Communities that have not considered economic development and community planning as an antidote to their health epidemic are contributing to their people’s demise.
WHO said “Agricultural policy influences public health by affecting the supply, availability, safety and affordability of foods.” Governments need to ensure “the availability of healthy food at a reasonable price for the entire population and develop the local and regional infrastructure for good accessibility of commercial services.” Shamefully junk and processed foods are easily available, can be less costly and so easily chosen over healthy foods.

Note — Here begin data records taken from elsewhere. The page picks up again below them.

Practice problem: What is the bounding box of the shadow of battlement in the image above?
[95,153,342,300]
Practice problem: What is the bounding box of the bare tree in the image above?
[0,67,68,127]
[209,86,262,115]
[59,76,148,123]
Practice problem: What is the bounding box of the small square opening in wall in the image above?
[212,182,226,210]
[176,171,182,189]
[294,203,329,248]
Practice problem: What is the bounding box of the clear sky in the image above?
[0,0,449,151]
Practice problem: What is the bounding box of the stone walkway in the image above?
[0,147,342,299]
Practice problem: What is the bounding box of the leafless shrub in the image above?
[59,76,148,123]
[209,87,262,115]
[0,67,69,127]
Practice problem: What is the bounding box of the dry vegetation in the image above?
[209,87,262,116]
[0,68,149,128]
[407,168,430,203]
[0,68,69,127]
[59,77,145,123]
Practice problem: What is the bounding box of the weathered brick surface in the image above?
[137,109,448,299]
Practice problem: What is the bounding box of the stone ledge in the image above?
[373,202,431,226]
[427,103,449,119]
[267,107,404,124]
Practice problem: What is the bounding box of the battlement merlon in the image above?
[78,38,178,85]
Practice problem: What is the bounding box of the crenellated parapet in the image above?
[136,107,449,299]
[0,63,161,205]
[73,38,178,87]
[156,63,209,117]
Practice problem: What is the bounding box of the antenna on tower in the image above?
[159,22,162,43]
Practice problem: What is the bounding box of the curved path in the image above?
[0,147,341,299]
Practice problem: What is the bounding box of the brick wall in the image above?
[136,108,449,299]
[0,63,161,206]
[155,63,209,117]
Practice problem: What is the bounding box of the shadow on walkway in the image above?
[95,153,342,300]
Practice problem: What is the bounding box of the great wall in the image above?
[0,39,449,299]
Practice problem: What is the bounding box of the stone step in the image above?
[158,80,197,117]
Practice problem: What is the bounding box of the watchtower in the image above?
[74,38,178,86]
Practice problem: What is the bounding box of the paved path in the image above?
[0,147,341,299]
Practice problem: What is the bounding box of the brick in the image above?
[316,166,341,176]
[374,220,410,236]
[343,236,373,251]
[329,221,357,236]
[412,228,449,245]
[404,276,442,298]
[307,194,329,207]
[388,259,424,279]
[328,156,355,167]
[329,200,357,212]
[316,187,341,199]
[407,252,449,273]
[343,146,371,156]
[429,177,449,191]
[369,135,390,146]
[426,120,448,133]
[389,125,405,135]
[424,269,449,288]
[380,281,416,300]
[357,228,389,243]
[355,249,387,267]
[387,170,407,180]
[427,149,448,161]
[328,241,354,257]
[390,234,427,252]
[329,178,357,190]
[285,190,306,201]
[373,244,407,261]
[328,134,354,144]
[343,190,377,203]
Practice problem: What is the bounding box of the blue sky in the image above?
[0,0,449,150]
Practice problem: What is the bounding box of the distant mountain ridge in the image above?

Agriculture and Agri-food Canada too have been working with First Nations to develop the first national Aboriginal agriculture strategy to promote Aboriginal involvement in the industry from community production and planning to cultural foods, farms and food production. Two Aboriginal-driven agencies, the First Nations Agriculture Association in B.C. and the Indian Agriculture Council of Manitoba Inc. offer Aboriginals agricultural support in local horticulture, advocacy, training, and provide technical advice.
Community economic development should encourage grocery stores, community gardens and farmers markets over attracting fast food restaurants and convenience stores. Hesquiaht First Nation with support from CMHC’s Aboriginal Housing Committee of B.C. built community gardens to bring fresh vegetables to this isolated island village.
Aboriginals need education on nutrition and lifestyles with incentives that make eating healthy fun. Incentives and prizes should promote health and physical activity – instead of electronic games and televisions, why not sports equipment, cultural activities and events? Trade fast food for grocery stores, candy bars for fruit, video games for street hockey, and cigarettes for carrot sticks.